Let’s introduce Egress IP in OpenShift!
Egress IP in OpenShift 4
Egress IPs is an OpenShift feature that allows for the assignment of an IP to a namespace (the egress IP) so that all outbound traffic from that namespace appears as if it is originating from that IP address (technically it is NATed with the specified IP).
So in a nutshell, it is used to provide an application or namespace the ability to use a static IP for egress traffic regardless of the node the workload is running on. This allows for the opening of firewalls, whitelisting of traffic, and other controls to be placed around traffic egressing the cluster.
The egress IP becomes the network identity of the namespace and all the applications running in it.
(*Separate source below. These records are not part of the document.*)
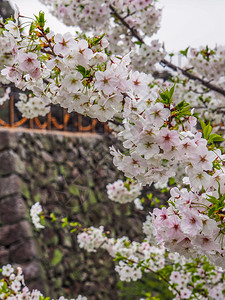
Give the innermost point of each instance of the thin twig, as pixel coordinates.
(165, 62)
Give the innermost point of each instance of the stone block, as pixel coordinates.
(8, 139)
(47, 157)
(10, 163)
(31, 270)
(10, 234)
(9, 185)
(12, 209)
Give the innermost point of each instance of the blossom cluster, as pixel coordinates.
(123, 192)
(159, 134)
(13, 287)
(193, 278)
(35, 212)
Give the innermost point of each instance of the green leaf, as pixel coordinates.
(212, 199)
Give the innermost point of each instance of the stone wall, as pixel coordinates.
(67, 173)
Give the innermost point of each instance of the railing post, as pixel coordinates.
(11, 111)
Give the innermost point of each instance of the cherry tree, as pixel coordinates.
(157, 127)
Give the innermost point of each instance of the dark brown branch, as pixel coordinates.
(193, 77)
(122, 20)
(165, 62)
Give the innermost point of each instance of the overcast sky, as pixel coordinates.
(184, 22)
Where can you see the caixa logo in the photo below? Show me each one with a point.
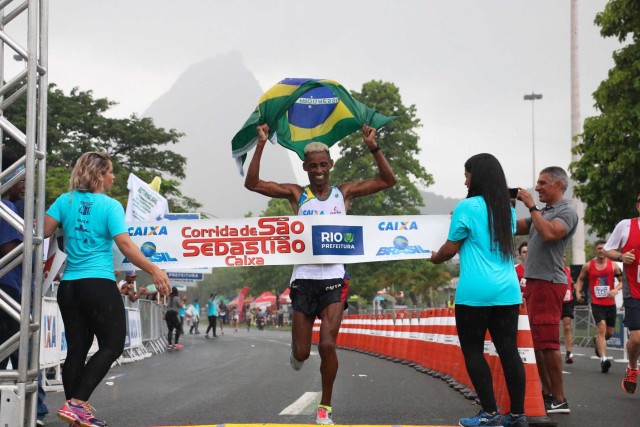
(337, 240)
(401, 246)
(148, 230)
(397, 225)
(149, 250)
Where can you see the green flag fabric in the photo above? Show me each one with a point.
(300, 111)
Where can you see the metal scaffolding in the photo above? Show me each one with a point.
(23, 41)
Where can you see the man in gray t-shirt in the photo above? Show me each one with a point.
(549, 230)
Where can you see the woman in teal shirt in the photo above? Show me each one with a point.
(88, 296)
(488, 293)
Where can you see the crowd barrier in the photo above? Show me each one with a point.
(427, 340)
(146, 335)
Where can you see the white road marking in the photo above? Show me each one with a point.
(297, 407)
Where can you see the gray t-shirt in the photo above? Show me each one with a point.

Without egress IP, traffic from different namespaces would be indistinguishable because by default outbound traffic is NATed with the IP of the nodes, which are normally shared among projects.
While this process is slightly different from cloud vendor to vendor, Egress IP addresses are implemented as additional IP addresses on the primary network interface of the node and must be in the same subnet as the node’s primary IP address.
Depending on the SDN that you are using, the implementation of the EgressIP is slightly different, and in this blog post we will cover two SDN implementations that are shipped and fully supported in OpenShift (and are the most broadly used): OpenShift SDN and OVN Kubernetes CNI Plugin.
Set up some prerequisites
But first we need to check the default behaviour and set up a scenario to debug and trace our workloads’ source IPs and the flow between the pods/containers of our workloads and the external resources outside of the cluster.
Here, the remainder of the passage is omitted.